With the latter account agrees the inscription on the Crotonian’s statue:

“Phaÿllos leaped full five and fifty feet,
The discus flung one hundred wanting five.”[664]

Homer briefly describes leaping among the sports of the Phæacians:

“Amphialos sprang forward with a bound,
Superior in the leap a length of ground.”[665]

To this succeeded pitching the quoit, which in the Homeric age would appear to have been practised with large stones or rude masses of iron. On ordinary occasions it has been conjectured that one discus only was used. But Odysseus, desirous of exhibiting his strength to the Phæacians, converts into a quoit the first block of stone within his reach.[666]

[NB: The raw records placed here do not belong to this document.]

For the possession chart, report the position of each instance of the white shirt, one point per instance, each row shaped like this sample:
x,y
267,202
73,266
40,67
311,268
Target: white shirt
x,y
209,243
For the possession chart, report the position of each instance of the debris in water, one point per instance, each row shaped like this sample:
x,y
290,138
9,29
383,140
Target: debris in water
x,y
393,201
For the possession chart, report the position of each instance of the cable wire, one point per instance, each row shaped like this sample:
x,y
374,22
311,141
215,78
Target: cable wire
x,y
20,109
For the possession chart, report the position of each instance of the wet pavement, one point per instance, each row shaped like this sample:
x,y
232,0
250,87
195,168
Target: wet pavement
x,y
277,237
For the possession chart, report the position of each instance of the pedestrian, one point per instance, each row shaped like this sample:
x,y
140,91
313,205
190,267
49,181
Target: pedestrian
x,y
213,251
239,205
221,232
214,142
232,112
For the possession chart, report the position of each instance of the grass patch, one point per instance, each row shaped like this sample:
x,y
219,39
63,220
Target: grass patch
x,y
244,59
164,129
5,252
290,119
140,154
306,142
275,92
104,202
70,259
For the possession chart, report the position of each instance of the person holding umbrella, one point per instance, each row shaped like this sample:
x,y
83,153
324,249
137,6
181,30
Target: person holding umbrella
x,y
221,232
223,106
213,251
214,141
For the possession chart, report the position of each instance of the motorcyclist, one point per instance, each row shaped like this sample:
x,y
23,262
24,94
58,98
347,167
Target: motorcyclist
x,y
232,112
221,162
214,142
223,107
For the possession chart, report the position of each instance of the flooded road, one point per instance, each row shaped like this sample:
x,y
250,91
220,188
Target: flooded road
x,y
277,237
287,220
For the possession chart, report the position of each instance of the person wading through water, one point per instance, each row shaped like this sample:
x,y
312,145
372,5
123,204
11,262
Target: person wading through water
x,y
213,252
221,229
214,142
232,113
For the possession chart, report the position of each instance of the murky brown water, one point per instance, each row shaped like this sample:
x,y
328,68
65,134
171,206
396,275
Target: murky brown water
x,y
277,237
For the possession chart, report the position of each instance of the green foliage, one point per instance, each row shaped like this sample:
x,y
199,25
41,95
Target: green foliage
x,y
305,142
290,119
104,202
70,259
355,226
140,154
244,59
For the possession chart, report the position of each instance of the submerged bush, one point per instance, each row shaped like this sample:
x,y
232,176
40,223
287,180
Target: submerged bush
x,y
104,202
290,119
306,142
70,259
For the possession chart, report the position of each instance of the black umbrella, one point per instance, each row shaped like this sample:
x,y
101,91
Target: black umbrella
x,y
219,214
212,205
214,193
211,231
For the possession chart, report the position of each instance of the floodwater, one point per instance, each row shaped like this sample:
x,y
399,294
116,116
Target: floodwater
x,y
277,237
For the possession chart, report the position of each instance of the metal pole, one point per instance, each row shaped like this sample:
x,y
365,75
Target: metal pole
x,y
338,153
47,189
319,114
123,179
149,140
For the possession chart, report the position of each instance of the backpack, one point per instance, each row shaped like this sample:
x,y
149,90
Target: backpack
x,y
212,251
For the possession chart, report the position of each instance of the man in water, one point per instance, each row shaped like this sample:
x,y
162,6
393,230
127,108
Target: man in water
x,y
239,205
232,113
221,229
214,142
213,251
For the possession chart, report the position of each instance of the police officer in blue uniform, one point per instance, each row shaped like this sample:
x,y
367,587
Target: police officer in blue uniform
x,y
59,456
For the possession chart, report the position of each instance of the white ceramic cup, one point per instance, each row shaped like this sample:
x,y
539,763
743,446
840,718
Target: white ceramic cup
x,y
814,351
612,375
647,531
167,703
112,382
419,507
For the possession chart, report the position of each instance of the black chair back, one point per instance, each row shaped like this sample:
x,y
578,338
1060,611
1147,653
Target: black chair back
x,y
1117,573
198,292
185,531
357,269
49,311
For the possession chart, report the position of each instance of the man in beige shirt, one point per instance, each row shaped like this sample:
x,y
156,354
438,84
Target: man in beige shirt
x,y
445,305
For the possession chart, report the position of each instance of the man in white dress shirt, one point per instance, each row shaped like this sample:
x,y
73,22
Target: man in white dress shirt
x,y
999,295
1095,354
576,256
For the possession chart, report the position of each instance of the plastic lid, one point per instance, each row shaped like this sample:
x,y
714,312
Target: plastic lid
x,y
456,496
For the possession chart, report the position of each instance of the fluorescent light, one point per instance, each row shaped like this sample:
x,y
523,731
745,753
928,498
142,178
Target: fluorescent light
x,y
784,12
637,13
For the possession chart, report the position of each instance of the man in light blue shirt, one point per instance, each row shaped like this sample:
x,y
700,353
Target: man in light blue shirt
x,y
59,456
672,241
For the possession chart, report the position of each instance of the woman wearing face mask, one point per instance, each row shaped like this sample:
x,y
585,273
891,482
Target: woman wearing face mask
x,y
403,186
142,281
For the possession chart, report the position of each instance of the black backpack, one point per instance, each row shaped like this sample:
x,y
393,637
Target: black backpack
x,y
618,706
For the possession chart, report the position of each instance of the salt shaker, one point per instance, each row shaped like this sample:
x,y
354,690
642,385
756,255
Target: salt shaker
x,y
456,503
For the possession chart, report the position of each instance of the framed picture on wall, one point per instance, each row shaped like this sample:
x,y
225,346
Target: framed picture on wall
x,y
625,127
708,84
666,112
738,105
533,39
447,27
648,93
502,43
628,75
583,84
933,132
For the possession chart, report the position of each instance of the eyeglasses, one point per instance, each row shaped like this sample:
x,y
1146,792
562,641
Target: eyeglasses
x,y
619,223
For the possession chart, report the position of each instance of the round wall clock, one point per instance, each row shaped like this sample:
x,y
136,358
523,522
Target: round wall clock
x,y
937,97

“Then striding forward with a furious bound
He wrenched a rocky fragment from the ground,
By far more ponderous and more large by far
Than what Phæacia’s sons discharged in air;
Fierce from his arm the enormous load he flings,
Sonorous through the shaded air it sings;
Couched to the earth, tempestuous as it flies,
The crowd gaze upwards while it cleaves the skies.
Beyond all marks, with many a giddy round,
Down rushing it upturns a hill of ground.”

The disk[667] in later times varied greatly both in shape, size, and materials. Generally it would seem to have been a cycloid, swelling in the middle and growing thin towards the edges. Sometimes it was perforated in the centre and hurled forward by a thong, and on other occasions would appear to have approached the spherical form, when it was denominated solos.[668]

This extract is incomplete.